In Peking, posters attacking the Shah of Iran and United States "imperialism" appeared on Democracy Wall on Monday (12 February).
In Peking, posters attacking the Shah of Iran and United States "imperialism" appeared on Democracy Wall on Monday (12 February). Two Iranian diplomats took responsibility for pinning a large colour portrait of the Shah with "CIA" (Central Intelligence Agency) scrawled across his forehead, onto the wall where China's free speech campaign has been waged.
SYNOPSIS: The Shah is now in exile in Morocco. The portrait appeared with three other posters. They attacked what they called "United States Imperialism", and supported the Islamic leader now in control of Iran's government, the Ayatollah Ruhollah Khomeini.
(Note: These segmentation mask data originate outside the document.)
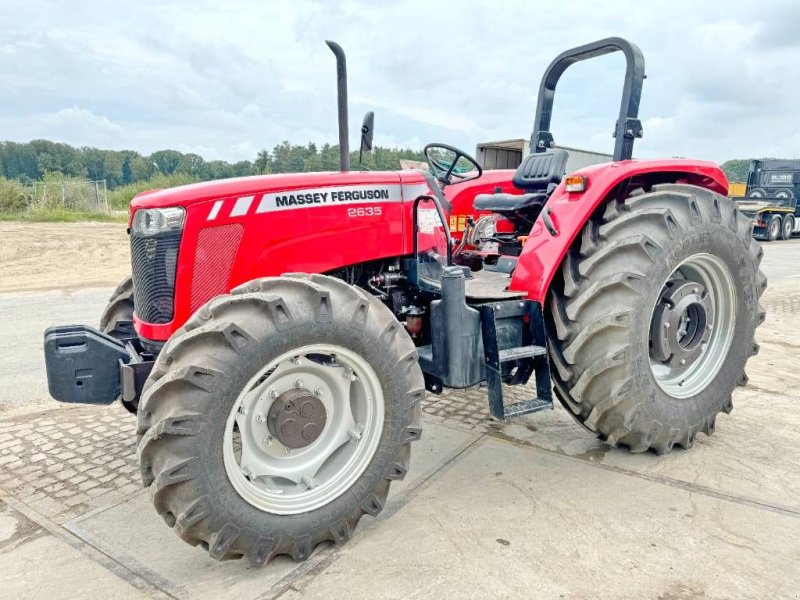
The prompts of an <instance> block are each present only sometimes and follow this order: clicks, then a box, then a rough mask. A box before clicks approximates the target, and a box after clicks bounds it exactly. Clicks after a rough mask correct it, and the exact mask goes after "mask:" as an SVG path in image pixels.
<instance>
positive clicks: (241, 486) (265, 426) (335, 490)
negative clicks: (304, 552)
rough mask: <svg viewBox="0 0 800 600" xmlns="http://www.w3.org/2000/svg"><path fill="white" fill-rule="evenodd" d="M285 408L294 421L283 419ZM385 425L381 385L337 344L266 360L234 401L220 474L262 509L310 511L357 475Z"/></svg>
mask: <svg viewBox="0 0 800 600" xmlns="http://www.w3.org/2000/svg"><path fill="white" fill-rule="evenodd" d="M287 407H290V408H291V411H292V415H290V416H293V417H294V418H286V416H285V415H283V414H281V411H283V410H287ZM320 409H321V410H320ZM383 421H384V399H383V391H382V387H381V384H380V380H379V379H378V376H377V374H376V373H375V371H374V369H373V368H372V367H371V366H370V365H369V363H368V362H367V361H366V360H364V359H363V358H362V357H360V356H359V355H357V354H356V353H354V352H352V351H350V350H348V349H346V348H343V347H341V346H336V345H332V344H313V345H308V346H303V347H301V348H298V349H296V350H292V351H291V352H286V353H284V354H282V355H281V356H279V357H278V358H276V359H275V360H273V361H271V362H270V363H269V364H268V365H266V366H265V367H264V368H263V369H261V370H260V371H259V372H258V373H256V375H255V376H254V377H253V378H252V379H251V380H250V381H249V382H248V383H247V385H246V386H245V387H244V389H243V390H242V391H241V393H240V394H239V396H238V397H237V399H236V402H235V403H234V405H233V408H232V409H231V412H230V415H229V416H228V420H227V423H226V427H225V435H224V439H223V460H224V464H225V471H226V472H227V475H228V479H229V480H230V482H231V484H232V485H233V487H234V489H236V491H237V492H238V494H239V495H240V496H241V497H242V498H243V499H244V500H246V501H247V502H249V503H250V504H252V505H253V506H255V507H256V508H258V509H260V510H263V511H265V512H269V513H274V514H280V515H287V514H297V513H302V512H307V511H312V510H315V509H317V508H320V507H321V506H324V505H326V504H328V503H330V502H332V501H333V500H335V499H336V498H338V497H339V496H341V495H342V494H343V493H345V491H347V490H348V489H349V488H350V487H351V486H352V485H353V484H354V483H355V481H356V480H357V479H358V478H359V477H360V476H361V474H362V473H363V472H364V470H365V469H366V468H367V466H368V465H369V463H370V461H371V460H372V457H373V456H374V454H375V451H376V449H377V447H378V443H379V442H380V438H381V434H382V431H383ZM292 422H293V423H294V424H292ZM312 425H315V426H316V428H315V427H312ZM298 431H300V432H305V433H306V434H307V435H305V437H304V436H303V435H302V434H300V435H298Z"/></svg>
The posters, in Chinese and English, attracted a small crowd. The English text read "Death to U.S. imperialism and their lackeys in Iran". The others, in both languages, said "Long live Khomeini, the Great leader of the Iranian people."
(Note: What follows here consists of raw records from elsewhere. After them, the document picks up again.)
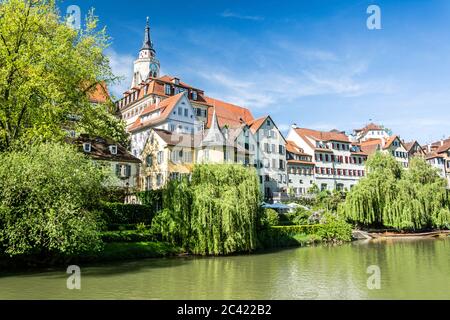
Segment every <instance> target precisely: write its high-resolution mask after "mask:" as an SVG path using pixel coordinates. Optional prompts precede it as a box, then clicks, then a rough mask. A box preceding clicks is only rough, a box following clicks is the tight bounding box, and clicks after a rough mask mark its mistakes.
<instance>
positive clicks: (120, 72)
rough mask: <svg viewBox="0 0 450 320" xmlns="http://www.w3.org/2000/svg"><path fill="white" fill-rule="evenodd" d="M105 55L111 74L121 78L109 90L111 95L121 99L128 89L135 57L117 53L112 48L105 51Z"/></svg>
mask: <svg viewBox="0 0 450 320" xmlns="http://www.w3.org/2000/svg"><path fill="white" fill-rule="evenodd" d="M105 53H106V55H107V56H108V57H109V63H110V66H111V69H112V72H113V74H114V75H115V76H116V77H120V78H121V79H119V80H118V81H117V83H116V84H114V85H112V86H111V87H110V88H109V89H110V91H111V93H112V94H113V95H115V96H116V97H121V96H122V94H123V93H124V92H125V91H127V90H128V89H129V88H130V85H131V81H132V77H133V62H134V60H135V57H134V56H132V55H130V54H121V53H118V52H117V51H115V50H114V49H112V48H109V49H107V50H106V52H105Z"/></svg>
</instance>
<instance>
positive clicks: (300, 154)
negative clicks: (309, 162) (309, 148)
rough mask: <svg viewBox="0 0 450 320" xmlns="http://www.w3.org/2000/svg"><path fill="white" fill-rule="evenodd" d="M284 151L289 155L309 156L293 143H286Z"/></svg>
mask: <svg viewBox="0 0 450 320" xmlns="http://www.w3.org/2000/svg"><path fill="white" fill-rule="evenodd" d="M286 151H287V152H290V153H294V154H297V155H299V156H311V155H309V154H306V153H305V151H304V150H303V149H302V148H300V147H299V146H298V145H297V144H296V143H295V142H294V141H290V140H288V141H286Z"/></svg>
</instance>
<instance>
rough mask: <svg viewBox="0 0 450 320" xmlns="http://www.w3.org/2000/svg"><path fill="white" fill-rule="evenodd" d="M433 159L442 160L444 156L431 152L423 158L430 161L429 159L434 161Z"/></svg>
mask: <svg viewBox="0 0 450 320" xmlns="http://www.w3.org/2000/svg"><path fill="white" fill-rule="evenodd" d="M435 158H444V156H443V155H441V154H438V153H437V152H431V153H428V154H427V155H426V156H425V159H426V160H431V159H435Z"/></svg>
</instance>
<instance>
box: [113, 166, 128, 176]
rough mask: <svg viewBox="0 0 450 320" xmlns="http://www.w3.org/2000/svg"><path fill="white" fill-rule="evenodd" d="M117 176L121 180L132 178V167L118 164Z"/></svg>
mask: <svg viewBox="0 0 450 320" xmlns="http://www.w3.org/2000/svg"><path fill="white" fill-rule="evenodd" d="M116 175H117V176H118V177H119V178H129V177H131V166H130V165H121V164H116Z"/></svg>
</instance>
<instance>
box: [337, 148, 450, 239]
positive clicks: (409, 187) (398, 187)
mask: <svg viewBox="0 0 450 320" xmlns="http://www.w3.org/2000/svg"><path fill="white" fill-rule="evenodd" d="M367 171H368V176H367V178H365V179H362V180H361V181H360V183H359V184H358V185H357V186H355V187H354V188H353V190H352V191H351V192H350V193H349V194H348V196H347V199H346V201H345V202H344V203H343V204H341V206H340V208H339V211H340V212H341V213H343V214H344V215H345V216H346V217H347V218H348V219H349V220H351V221H353V222H355V223H358V224H360V225H363V226H366V227H376V228H381V227H392V228H395V229H398V230H423V229H429V228H440V229H441V228H442V229H444V228H449V227H450V201H449V195H448V190H447V189H446V181H445V180H444V179H442V178H441V177H439V175H438V173H437V171H436V170H435V169H433V168H432V167H431V166H430V165H428V164H427V163H426V162H425V160H423V159H421V158H414V159H412V160H411V162H410V168H409V170H404V169H403V168H402V167H401V166H400V164H399V163H398V162H397V161H396V160H395V159H394V158H393V157H392V156H390V155H385V154H381V153H377V154H376V155H374V156H373V157H372V158H370V159H369V160H368V162H367Z"/></svg>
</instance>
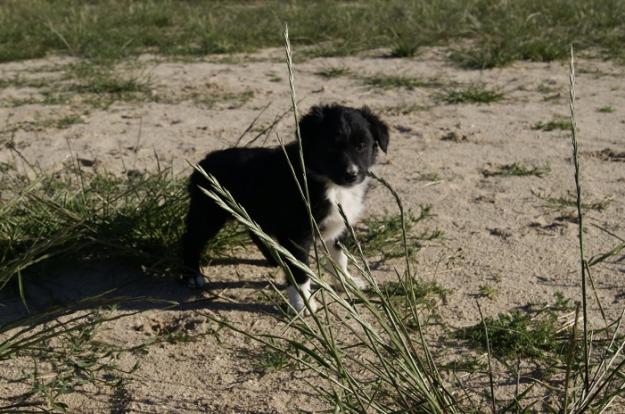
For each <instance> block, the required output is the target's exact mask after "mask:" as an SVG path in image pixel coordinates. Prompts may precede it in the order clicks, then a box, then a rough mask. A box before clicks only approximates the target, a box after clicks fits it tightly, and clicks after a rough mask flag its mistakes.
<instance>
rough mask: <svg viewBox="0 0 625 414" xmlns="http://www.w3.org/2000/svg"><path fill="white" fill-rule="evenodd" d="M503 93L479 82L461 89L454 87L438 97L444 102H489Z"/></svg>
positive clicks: (495, 99) (502, 98)
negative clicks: (452, 88) (485, 86)
mask: <svg viewBox="0 0 625 414" xmlns="http://www.w3.org/2000/svg"><path fill="white" fill-rule="evenodd" d="M503 97H504V95H503V93H501V92H500V91H498V90H495V89H489V88H487V87H485V86H484V85H481V84H472V85H469V86H467V87H466V88H463V89H454V90H450V91H448V92H446V93H443V94H439V95H438V99H439V100H441V101H443V102H444V103H446V104H449V105H453V104H469V103H475V104H489V103H493V102H497V101H500V100H502V99H503Z"/></svg>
The Iranian Ambassador said his embassy knew nothing about the posters. The two men who put them up identified themselves as an Iranian first secretary and a third secretary.
They told newsmen they were expressing a personal view rather than the Embassy's official view. Ambassador Mahomoud Esfandiary said the embassy was now following the Iranian Foreign Minister's orders and "the decisions of the majority".
Meanwhile, construction continues on a new and more elaborate embassy, begun under the Shah's government. Last week, posters appeared briefly in the foreigners' compound. They read "Long live the Islamic Republic of Iran". The Soviet Union, whom China's leader see as a dangerous superpower, was the first nation to formally recognise the Ayatollah's new Islamic government.